On the upcoming exhibition and future dreams.
L.M: - There is a pattern that the third part of a movie often fails to meet anyone's expectations. By what laws do your exhibitions live, and what fate could the third part of your trilogy expect?
J.T: - In my exhibitions, the only thing the trilogy has in common is the title. The exhibition I'm preparing will not be shown as something complete, unlike the third parts of movies - it's a living organism, and I don't know how it will live its six hours. I'm interested, and I'll come to see it. In any outcome, I see a new opportunity.
The aesthetics of the movie "Blade Runner" emerged as a reaction to the Comet platform. The design and architectural solutions of the space brought back memories of this movie with all its cyberpunk styling. At that moment, everything fell into place. Especially since the exhibition takes place in Moscow, and for me, modern Moscow is absolutely cyberpunk: the coexistence of the latest technologies and incredible devastation, progressiveness, and conservatism at the same time.
I gained momentum on the first two exhibitions, and there were unrealized ideas left; it seemed necessary to develop them further, and I couldn't help but make this exhibition. While I was looking for a venue, on the one hand, I had many ideas, and on the other - none.
L.M: Where did the desire to create an exhibition come from?
J.T: I'm turning 35. I don't often celebrate my birthdays.
L.M: Once a year.
J.T: Yes, exactly.
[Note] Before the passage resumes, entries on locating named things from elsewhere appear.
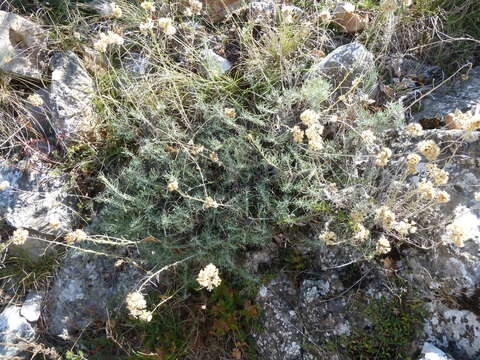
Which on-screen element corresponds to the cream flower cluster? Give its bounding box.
[12,228,28,245]
[292,110,323,150]
[65,229,88,244]
[417,140,440,161]
[445,223,467,247]
[27,94,43,106]
[375,206,396,230]
[126,291,152,322]
[405,123,423,136]
[185,0,203,16]
[425,164,448,185]
[158,18,177,35]
[140,1,155,12]
[93,31,124,52]
[197,264,222,291]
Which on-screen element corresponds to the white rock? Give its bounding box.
[50,51,95,137]
[0,10,45,79]
[20,292,43,322]
[0,306,35,359]
[201,49,232,77]
[418,342,452,360]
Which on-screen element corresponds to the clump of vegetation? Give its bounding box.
[0,0,480,359]
[339,295,425,360]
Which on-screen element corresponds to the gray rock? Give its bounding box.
[50,51,95,138]
[0,158,77,235]
[45,250,142,340]
[197,49,232,77]
[413,66,480,122]
[390,55,442,84]
[20,291,44,322]
[254,278,303,360]
[0,306,35,359]
[308,42,376,93]
[425,301,480,360]
[418,342,454,360]
[0,10,46,79]
[0,158,78,260]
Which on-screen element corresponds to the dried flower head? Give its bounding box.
[12,228,28,245]
[435,190,450,204]
[203,196,218,209]
[223,108,237,119]
[318,9,332,23]
[354,224,370,241]
[445,223,467,247]
[407,154,422,174]
[360,130,377,146]
[376,235,392,254]
[140,1,155,12]
[300,110,320,126]
[392,221,416,235]
[138,19,155,33]
[417,140,440,161]
[185,0,203,16]
[425,164,448,185]
[375,147,392,166]
[126,291,152,322]
[380,0,398,13]
[292,125,305,143]
[375,206,395,229]
[167,179,178,192]
[318,231,337,245]
[93,31,124,52]
[65,229,87,244]
[197,264,222,291]
[0,180,10,191]
[27,94,43,106]
[158,18,177,35]
[308,137,323,151]
[405,123,423,136]
[417,179,437,200]
[105,2,123,19]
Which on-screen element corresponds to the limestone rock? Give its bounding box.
[425,301,480,360]
[308,42,376,93]
[20,291,44,322]
[0,158,77,236]
[413,66,480,123]
[0,10,46,79]
[254,278,303,360]
[418,342,454,360]
[50,51,95,138]
[45,250,143,340]
[0,306,35,359]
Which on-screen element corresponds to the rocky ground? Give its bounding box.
[0,0,480,360]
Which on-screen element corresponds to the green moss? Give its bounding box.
[338,295,425,360]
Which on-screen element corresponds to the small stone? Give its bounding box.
[20,292,43,322]
[0,306,35,359]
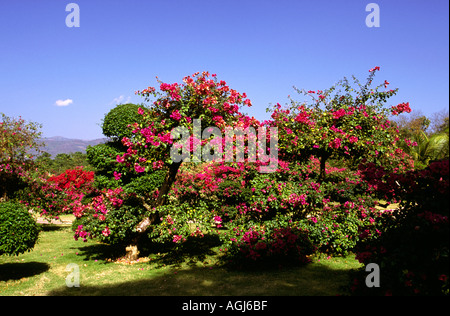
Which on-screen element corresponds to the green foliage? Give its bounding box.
[0,113,42,198]
[353,160,450,295]
[35,151,93,174]
[123,170,167,196]
[0,202,39,255]
[102,103,144,141]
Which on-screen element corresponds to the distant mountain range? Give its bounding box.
[41,136,107,158]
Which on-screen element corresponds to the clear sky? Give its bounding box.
[0,0,449,139]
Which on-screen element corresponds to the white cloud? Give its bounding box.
[55,99,73,106]
[110,95,131,105]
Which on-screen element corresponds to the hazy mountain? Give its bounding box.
[41,136,106,158]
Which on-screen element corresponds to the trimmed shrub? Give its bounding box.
[0,202,39,255]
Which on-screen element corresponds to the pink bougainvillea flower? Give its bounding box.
[170,110,181,121]
[134,164,145,173]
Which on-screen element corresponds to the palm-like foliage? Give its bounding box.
[409,128,449,168]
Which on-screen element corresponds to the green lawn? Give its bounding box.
[0,225,361,296]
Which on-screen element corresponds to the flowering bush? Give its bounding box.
[352,160,450,295]
[222,221,316,268]
[16,168,94,218]
[266,67,409,180]
[73,188,146,245]
[0,113,42,199]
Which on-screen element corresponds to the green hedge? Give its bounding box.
[0,202,39,255]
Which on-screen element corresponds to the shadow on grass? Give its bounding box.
[38,224,70,232]
[0,262,50,281]
[48,264,356,296]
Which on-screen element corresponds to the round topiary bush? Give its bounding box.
[0,202,39,255]
[102,103,144,141]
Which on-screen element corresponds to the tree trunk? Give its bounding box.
[317,155,329,183]
[125,162,181,261]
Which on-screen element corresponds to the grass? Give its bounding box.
[0,225,360,296]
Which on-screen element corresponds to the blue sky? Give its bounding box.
[0,0,449,139]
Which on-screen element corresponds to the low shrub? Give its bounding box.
[352,160,450,295]
[221,221,316,268]
[0,202,39,255]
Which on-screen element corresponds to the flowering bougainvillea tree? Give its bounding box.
[79,72,260,260]
[117,72,258,231]
[0,113,42,198]
[269,67,411,180]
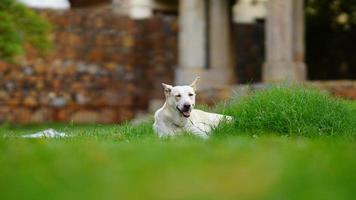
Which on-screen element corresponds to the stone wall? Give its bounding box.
[0,9,177,123]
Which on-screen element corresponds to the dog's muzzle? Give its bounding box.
[176,106,192,118]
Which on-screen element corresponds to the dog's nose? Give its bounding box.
[184,104,191,109]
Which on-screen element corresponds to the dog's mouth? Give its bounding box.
[177,106,191,118]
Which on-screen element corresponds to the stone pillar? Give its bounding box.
[176,0,233,89]
[209,0,233,81]
[176,0,208,85]
[262,0,306,82]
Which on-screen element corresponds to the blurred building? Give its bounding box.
[0,0,356,123]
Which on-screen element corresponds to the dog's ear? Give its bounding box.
[190,76,200,90]
[162,83,173,96]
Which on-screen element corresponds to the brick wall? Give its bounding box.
[0,9,177,123]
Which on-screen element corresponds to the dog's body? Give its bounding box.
[153,78,232,138]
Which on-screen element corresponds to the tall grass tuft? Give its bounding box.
[215,86,355,137]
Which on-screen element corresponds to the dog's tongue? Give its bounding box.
[182,111,190,117]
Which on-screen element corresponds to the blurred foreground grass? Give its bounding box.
[0,86,356,200]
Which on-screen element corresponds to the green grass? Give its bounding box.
[0,88,356,200]
[221,86,356,137]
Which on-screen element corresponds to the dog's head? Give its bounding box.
[162,77,199,118]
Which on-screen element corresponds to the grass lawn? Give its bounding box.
[0,86,356,200]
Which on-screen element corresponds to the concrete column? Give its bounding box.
[176,0,233,89]
[176,0,208,84]
[209,0,231,70]
[262,0,306,82]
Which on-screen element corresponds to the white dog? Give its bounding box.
[153,77,232,138]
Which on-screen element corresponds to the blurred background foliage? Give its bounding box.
[0,0,52,62]
[305,0,356,80]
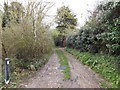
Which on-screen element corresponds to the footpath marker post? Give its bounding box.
[5,58,10,84]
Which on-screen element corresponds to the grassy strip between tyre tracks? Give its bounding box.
[56,50,70,80]
[66,48,120,88]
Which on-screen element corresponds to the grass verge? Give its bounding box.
[66,48,120,88]
[56,50,70,80]
[0,52,53,89]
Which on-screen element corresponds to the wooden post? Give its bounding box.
[5,58,10,84]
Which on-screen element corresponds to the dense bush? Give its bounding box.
[2,2,52,68]
[67,2,120,55]
[66,48,120,88]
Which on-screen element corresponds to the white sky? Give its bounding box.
[0,0,109,27]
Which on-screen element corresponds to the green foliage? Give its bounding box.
[54,6,77,46]
[66,48,120,88]
[67,2,120,55]
[56,6,77,33]
[2,2,52,87]
[56,50,70,79]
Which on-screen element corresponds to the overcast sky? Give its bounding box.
[0,0,112,27]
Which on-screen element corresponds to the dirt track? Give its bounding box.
[22,49,103,88]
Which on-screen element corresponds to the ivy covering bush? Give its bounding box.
[66,48,120,88]
[67,1,120,55]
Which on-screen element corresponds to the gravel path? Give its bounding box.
[22,49,103,88]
The explanation may sound strange: sometimes when people don't fully accept themselves, they try to avoid their birthday as much as possible. In my opinion, my exhibition had to happen on the night of my birthday.
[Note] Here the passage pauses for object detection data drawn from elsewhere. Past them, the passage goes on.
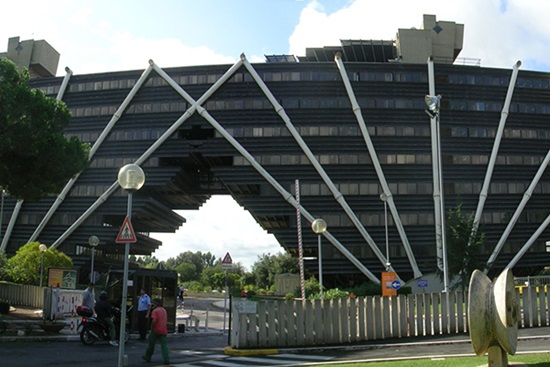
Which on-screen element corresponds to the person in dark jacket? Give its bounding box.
[95,291,118,347]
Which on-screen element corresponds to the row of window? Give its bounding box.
[43,70,550,95]
[64,97,550,126]
[70,121,550,145]
[58,176,550,204]
[233,153,544,166]
[300,182,550,196]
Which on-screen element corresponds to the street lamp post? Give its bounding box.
[424,95,449,294]
[380,193,391,271]
[38,243,48,287]
[88,236,99,283]
[424,92,451,334]
[118,164,145,367]
[311,218,327,299]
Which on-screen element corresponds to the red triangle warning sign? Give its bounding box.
[222,252,233,264]
[115,217,137,243]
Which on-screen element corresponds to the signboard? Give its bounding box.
[381,271,401,296]
[115,217,137,243]
[222,252,233,269]
[48,268,77,289]
[391,279,401,290]
[232,301,258,313]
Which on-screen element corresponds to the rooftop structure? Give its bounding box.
[1,16,550,287]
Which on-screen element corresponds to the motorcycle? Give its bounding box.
[76,306,131,345]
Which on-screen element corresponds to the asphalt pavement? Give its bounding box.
[0,300,550,361]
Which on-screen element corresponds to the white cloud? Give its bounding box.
[151,196,282,270]
[289,0,550,69]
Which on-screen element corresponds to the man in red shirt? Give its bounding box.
[141,298,170,364]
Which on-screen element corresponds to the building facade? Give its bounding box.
[0,16,550,286]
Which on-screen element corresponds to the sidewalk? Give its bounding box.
[4,301,550,356]
[0,306,223,342]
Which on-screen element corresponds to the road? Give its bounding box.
[0,298,550,367]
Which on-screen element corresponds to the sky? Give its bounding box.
[0,0,550,270]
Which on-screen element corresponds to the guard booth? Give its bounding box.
[105,268,179,332]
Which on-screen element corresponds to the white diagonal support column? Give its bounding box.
[51,60,245,248]
[483,150,550,274]
[244,60,396,273]
[29,66,153,246]
[334,53,422,278]
[468,61,521,244]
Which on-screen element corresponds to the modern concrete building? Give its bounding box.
[0,16,550,286]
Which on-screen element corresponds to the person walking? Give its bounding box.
[82,282,95,312]
[138,288,151,340]
[141,298,170,364]
[95,291,118,347]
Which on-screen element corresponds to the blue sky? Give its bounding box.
[0,0,550,267]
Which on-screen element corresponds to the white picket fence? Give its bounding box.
[230,287,549,348]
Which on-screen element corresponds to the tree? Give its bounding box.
[134,255,159,269]
[251,253,300,288]
[166,251,216,276]
[446,203,485,291]
[0,58,90,200]
[174,263,200,282]
[8,242,73,285]
[0,251,8,280]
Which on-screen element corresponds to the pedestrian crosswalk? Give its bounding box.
[164,354,334,367]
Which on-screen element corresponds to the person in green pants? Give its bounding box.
[141,298,170,364]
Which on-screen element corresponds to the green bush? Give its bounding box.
[346,282,382,297]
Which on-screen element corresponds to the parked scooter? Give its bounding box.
[76,306,132,345]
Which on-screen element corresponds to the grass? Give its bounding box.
[310,353,550,367]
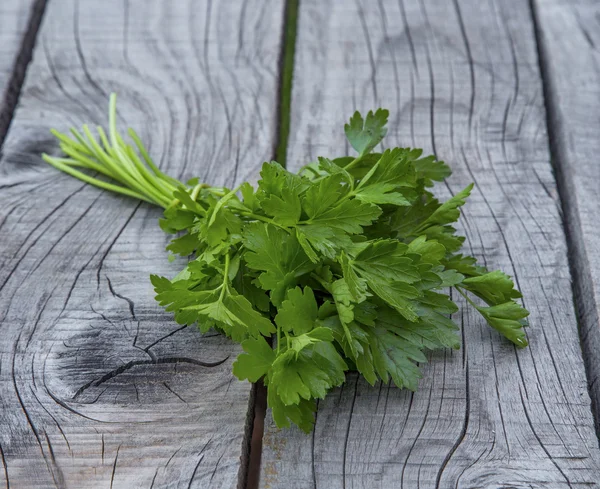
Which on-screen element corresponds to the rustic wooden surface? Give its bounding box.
[261,0,600,489]
[0,0,41,142]
[0,0,283,488]
[535,0,600,428]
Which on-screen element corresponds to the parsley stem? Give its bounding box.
[42,153,157,204]
[219,253,230,301]
[275,323,281,355]
[240,211,292,234]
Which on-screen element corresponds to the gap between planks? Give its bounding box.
[0,0,48,150]
[529,0,600,446]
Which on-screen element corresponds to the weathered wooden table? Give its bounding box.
[0,0,600,489]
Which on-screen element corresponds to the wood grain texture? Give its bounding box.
[0,0,43,140]
[0,0,283,489]
[534,0,600,434]
[261,0,600,489]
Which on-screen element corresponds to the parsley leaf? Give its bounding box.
[43,95,529,432]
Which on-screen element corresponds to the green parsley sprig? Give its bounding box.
[43,95,529,432]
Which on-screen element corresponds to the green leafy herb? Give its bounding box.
[43,95,529,431]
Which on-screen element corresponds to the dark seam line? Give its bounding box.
[0,0,48,151]
[529,0,600,446]
[243,0,300,489]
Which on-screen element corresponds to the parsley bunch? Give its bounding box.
[43,95,528,432]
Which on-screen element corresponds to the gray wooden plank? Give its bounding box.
[0,0,43,139]
[0,0,283,488]
[534,0,600,428]
[261,0,600,489]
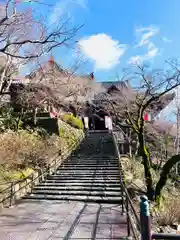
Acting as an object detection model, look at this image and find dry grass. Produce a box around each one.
[156,194,180,226]
[0,122,82,170]
[0,131,63,169]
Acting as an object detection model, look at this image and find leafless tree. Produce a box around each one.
[0,0,80,59]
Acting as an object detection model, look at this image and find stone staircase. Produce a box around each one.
[25,133,121,204]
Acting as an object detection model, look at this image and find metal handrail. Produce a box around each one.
[112,131,141,239]
[0,132,82,206]
[112,132,180,240]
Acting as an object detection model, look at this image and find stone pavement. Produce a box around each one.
[0,200,127,240]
L.M: You position the exhibition as "the future," but in fact, you don't predict anything, you don't create any concrete images. So what is the "future" then?
J.T: Yes, there's no futurism in the exhibition. I don't fantasize about how people will move, dress. I don't predict anything. I just create photogenic scenes that can be interpreted and captured for memory. Captured on a phone, otherwise it doesn't count. (said sarcastically)
People often live in the illusion of creativity. When you stuff yourself with beautiful pictures, you suddenly start to feel that you have a relationship with them, even if you just evaluate them with a like or a comment. You may get the feeling that you're actively living in a creative world, but the percentage of what you create, compared to what you consume, becomes a number that looks like an error.
In the future, I would like any event that you attend to be a platform for experimentation and creativity, where everyone actively but not forcefully gets involved in what's happening. So that you don't postpone your actions for "later," if you have an impulse to do it now. If you feel inspired, do it immediately.
It's like going to the cinema, when you leave the hall inspired, when you feel a surge of energy, and the screening is in the evening, and you have an hour or two left before you have to go to bed. In the morning, you wake up and realize that the magic is gone, everything has dissipated.
If this energy is born, it's interesting to try to apply it right away and see what the result will be. I want to create such an opportunity because I want to have such an opportunity myself.
L.M: Would you like to say anything else?
J.T: I doubt I would wish everyone to "try everything" because I myself would refrain from doing so.
Just if the situation prompts you to do something, go for it. Despite my seriousness about the exhibition, I want it to remain a game, so that everyone can play their own games without rules.
Should I tell him that at 1:30 am, I meant goodnight wishes? We say goodbye, and I hang up the phone.
I have a feeling he will appear in my dreams tonight.